The key issue here is that when you use a location of file://
every machine assume you are talking
about it’s local filesystem. This can lead to madness, what you actually want is all of the data to
write to a single file on the Driver’s Local filesystem.
A first instinct my be to use collect
on the RDD before attempting to write it to a file but this
has a distinct limitation. When you use collect every partition is moved from the remote cluster
to the driver machine at the same time. This means if you use collect you can never write a file
larger than driver heap.
toLocalIterator
lets us get around this by only pulling down a single Spark partition’s worth
of data to the DRiver at a time. This means that you can write as large a file as HDD space you have
as long as no one Spark Partition is bigger than the driver heap.

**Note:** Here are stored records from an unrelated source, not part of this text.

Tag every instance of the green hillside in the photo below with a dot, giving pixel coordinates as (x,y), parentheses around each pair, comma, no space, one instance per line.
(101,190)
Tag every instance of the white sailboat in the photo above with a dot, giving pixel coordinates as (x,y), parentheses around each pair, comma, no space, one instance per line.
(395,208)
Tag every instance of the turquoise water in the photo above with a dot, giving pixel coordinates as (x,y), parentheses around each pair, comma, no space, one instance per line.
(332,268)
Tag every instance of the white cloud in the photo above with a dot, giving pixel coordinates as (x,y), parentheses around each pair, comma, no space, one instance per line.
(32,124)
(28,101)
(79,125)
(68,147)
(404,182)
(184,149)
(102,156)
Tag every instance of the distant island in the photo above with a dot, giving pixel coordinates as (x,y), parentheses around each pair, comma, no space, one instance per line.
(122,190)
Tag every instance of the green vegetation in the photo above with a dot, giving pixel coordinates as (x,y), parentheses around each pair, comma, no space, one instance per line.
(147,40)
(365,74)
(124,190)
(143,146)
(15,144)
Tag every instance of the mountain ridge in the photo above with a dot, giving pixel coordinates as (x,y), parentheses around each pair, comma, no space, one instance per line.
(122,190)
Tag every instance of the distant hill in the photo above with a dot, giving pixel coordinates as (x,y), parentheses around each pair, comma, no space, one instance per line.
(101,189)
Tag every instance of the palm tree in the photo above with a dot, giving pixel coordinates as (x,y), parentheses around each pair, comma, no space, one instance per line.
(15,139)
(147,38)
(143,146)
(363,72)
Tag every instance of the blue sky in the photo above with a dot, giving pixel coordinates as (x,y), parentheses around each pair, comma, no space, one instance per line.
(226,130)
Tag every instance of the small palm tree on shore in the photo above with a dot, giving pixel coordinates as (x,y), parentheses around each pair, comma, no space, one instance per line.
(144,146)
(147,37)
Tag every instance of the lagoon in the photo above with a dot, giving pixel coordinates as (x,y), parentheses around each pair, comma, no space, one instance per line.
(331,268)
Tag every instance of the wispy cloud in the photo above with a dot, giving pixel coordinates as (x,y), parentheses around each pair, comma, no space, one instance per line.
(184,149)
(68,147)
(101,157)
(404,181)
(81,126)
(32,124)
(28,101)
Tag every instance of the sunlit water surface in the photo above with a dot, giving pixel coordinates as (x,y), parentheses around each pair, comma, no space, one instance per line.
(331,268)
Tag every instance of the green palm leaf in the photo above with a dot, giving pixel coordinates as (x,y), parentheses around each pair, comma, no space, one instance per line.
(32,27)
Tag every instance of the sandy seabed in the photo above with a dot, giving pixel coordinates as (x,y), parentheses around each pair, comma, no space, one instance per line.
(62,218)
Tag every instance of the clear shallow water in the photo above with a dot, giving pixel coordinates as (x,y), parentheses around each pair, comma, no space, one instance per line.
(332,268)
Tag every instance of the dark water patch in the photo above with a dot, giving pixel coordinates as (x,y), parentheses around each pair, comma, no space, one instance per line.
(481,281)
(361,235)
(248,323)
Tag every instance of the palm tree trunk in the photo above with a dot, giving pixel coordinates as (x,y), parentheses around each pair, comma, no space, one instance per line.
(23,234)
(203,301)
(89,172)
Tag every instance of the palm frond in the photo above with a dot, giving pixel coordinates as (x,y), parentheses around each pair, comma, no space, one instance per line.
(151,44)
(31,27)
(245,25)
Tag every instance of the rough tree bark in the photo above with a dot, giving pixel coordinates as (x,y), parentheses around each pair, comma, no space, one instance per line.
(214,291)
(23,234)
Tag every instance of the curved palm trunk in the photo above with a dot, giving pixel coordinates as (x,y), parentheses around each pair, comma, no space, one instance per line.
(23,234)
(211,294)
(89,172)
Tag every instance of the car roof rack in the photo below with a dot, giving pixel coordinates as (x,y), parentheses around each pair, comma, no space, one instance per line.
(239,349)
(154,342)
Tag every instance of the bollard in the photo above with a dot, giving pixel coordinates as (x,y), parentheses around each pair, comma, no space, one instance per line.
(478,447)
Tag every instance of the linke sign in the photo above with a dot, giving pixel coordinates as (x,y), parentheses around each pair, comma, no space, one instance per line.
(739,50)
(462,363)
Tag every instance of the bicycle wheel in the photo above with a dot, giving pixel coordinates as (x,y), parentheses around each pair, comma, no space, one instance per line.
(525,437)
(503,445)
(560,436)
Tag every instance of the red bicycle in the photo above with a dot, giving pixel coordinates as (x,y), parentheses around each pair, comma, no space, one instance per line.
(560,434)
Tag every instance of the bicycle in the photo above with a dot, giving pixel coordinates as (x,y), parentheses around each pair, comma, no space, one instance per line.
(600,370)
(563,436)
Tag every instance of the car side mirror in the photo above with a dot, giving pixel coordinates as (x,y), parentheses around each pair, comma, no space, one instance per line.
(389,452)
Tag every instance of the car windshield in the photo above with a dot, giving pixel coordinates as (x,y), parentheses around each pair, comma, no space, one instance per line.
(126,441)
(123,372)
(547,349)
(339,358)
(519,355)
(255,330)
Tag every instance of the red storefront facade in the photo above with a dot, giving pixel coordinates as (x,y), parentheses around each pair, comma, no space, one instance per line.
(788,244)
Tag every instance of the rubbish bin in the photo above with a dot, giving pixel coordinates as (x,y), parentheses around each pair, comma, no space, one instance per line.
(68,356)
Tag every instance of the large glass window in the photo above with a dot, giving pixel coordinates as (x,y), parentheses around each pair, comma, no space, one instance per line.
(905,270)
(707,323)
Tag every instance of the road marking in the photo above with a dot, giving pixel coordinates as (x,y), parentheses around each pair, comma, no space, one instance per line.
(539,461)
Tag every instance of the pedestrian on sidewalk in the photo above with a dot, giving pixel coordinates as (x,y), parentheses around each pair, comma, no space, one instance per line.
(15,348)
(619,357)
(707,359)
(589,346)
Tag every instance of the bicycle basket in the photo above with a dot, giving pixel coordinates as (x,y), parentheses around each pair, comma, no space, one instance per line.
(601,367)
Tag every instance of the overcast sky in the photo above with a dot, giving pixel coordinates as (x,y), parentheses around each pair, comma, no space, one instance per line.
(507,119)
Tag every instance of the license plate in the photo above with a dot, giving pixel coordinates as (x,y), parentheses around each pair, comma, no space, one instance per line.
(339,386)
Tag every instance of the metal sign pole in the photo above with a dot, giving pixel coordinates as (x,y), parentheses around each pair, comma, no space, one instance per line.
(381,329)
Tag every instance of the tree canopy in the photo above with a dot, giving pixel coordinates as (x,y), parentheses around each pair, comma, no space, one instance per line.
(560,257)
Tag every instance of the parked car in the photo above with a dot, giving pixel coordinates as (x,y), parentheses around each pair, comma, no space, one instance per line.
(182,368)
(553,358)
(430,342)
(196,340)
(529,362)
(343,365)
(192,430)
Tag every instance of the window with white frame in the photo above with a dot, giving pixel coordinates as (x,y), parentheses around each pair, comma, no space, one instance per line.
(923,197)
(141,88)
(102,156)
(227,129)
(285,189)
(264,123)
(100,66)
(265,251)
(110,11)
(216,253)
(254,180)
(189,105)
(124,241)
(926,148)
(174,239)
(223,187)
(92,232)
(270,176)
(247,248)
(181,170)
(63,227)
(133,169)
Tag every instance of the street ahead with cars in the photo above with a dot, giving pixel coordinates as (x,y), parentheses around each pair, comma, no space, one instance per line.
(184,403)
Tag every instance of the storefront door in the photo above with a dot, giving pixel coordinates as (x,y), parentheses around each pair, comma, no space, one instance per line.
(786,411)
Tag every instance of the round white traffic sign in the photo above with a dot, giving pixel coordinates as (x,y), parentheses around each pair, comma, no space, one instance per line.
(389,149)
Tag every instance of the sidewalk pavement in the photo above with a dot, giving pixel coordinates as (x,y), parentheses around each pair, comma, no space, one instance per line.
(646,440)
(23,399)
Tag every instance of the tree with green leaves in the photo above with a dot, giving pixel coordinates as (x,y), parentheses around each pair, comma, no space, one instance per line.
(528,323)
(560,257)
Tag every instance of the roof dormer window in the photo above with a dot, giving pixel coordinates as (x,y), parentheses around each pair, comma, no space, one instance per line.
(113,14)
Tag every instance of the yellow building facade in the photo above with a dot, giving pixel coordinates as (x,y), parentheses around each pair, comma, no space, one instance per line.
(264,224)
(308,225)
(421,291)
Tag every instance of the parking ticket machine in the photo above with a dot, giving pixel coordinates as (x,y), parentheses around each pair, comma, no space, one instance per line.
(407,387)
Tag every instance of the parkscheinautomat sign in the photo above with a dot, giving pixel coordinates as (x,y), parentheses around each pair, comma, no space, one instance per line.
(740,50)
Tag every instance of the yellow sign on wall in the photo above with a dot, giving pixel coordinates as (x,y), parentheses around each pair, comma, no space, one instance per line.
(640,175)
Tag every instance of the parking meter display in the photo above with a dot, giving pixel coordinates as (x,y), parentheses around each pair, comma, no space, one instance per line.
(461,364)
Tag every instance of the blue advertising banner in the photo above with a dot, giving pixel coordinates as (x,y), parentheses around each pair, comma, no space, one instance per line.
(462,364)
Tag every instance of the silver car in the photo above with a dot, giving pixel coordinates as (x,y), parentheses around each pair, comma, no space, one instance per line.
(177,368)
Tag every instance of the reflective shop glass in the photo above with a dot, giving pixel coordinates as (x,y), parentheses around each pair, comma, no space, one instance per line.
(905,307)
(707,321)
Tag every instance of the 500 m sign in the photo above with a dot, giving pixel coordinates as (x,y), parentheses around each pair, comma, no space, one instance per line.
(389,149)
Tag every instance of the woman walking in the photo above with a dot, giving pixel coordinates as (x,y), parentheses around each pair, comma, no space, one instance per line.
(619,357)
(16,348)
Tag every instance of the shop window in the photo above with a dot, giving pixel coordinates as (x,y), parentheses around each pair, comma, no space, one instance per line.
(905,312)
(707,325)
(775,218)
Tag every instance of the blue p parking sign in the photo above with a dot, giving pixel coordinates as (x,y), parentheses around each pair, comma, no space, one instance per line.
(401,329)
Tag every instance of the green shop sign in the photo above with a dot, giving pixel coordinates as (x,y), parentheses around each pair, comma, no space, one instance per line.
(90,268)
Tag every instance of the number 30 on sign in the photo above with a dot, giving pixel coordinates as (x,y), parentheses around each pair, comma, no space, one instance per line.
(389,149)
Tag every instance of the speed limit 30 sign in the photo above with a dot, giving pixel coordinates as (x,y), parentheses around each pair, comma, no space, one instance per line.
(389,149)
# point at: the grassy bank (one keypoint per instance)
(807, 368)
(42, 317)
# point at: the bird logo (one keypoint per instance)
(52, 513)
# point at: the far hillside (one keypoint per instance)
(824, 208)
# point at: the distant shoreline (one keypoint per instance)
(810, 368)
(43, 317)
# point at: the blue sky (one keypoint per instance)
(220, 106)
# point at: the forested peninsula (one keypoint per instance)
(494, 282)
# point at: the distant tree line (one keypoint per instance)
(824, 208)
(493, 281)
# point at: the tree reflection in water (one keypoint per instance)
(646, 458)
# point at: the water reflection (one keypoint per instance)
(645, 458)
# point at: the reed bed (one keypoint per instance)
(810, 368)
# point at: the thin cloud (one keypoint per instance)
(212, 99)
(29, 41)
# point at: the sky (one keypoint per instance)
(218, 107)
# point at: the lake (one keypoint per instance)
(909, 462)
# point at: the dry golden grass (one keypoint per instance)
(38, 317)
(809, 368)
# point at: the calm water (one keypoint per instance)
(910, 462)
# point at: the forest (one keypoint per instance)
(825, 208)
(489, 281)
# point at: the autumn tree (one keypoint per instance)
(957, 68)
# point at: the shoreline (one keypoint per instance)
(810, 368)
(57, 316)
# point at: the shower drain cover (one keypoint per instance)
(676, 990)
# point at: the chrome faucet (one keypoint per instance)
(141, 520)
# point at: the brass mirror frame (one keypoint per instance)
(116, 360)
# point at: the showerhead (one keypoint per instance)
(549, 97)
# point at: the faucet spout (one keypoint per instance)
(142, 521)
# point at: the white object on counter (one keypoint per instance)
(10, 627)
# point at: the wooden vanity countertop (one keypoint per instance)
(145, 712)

Example of Writing an RDD using toLocalIterator
scala> import java.io._
import java.io._
scala> val pw = new PrintWriter(new File("LocalText"))
pw: java.io.PrintWriter = java.io.PrintWriter@5879197
scala> val rdd = sc.parallelize(1 to 100000).map( num => s"$num::Line")
scala> for (line <- rdd.toLocalIterator) { pw.println(line) }
scala> pw.close
scala>:quit
15:40:11 ➜ ~/SparkInstalls/spark-1.5.1-bin-hadoop1 tail LocalText
99991::Line
99992::Line
99993::Line
99994::Line
99995::Line
99996::Line
99997::Line
99998::Line
99999::Line
100000::Line
In the Application UI you’ll notice that the toLocalIterator runs a on each Spark Partition one at a time, rather than one single Job as in collect.